Elections américaines : l’heure de vérité de l’Europe

7 novembre 2024
🇺🇸🇪🇺🇺🇸 Elections américaines : l’heure de vérité de l’Europe.
🇺🇸 L’élection de Donald Trump ouvre deux voies possibles à l’Europe : celle de la dignité et de la responsabilité, et celle de la servitude volontaire. Dominique Moïsi explique qu’évidemment, elle n’a pas le choix. Mais quand sera-t-il réellement ? L’élection américaine ouvre pour nous un rendez-vous essentiel.
🌐 Pour le monde et plus encore pour l’Europe, il y aura un avant et un après 5 novembre. La victoire spectaculaire de Donald Trump constitue l’heure de vérité pour le Vieux Continent. Le test de sa volonté et de sa capacité à maîtriser son destin.

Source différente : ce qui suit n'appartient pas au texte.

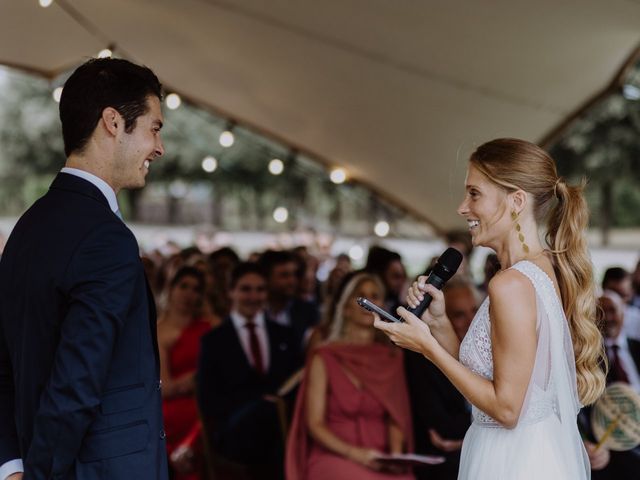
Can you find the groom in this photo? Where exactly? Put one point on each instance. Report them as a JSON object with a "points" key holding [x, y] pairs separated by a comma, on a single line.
{"points": [[79, 370]]}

🇪🇺 L’Europe affronte une solitude inédite depuis 1945. Les Européens ont longtemps vécu comme des adolescents, somnolant à l’abri d’un parapluie américain présupposé éternel. Cette époque est aujourd’hui révolue. Avec la prise de distance annoncée du nouveau président, qui n’a pas caché sa volonté de renouer avec les hommes forts et autoritaires dans le monde, l’Europe se retrouve seule face aux puissances qui menacent ses projets et ses valeurs. Avec Kamala Harris, beaucoup d’Européens auraient pourtant aussi rapidement perdu leurs illusions. L’éloignement américain vis-à-vis de l’Europe n’a pas été initié par Donald Trump lors de son premier mandat, mais par ­Barack Obama. Il a été assumé et consolidé par ses successeurs, y compris Joe Biden. Comme a été portée par tous les responsables américains l’exigence d’un plus grand partage du « fardeau » sécuritaire par les Européens. « On a sous-estimé, en Europe, le fait qu’à tous les échelons de la politique américaine, nous sommes de moins en moins pris en compte. L’Europe et la France sont évacués du logiciel. Elles ne sont que des instruments vis-à-vis de la Chine », expliquait récemment Alexandra de Hoop Scheffer, la présidente du German Marshall Fund (GMF).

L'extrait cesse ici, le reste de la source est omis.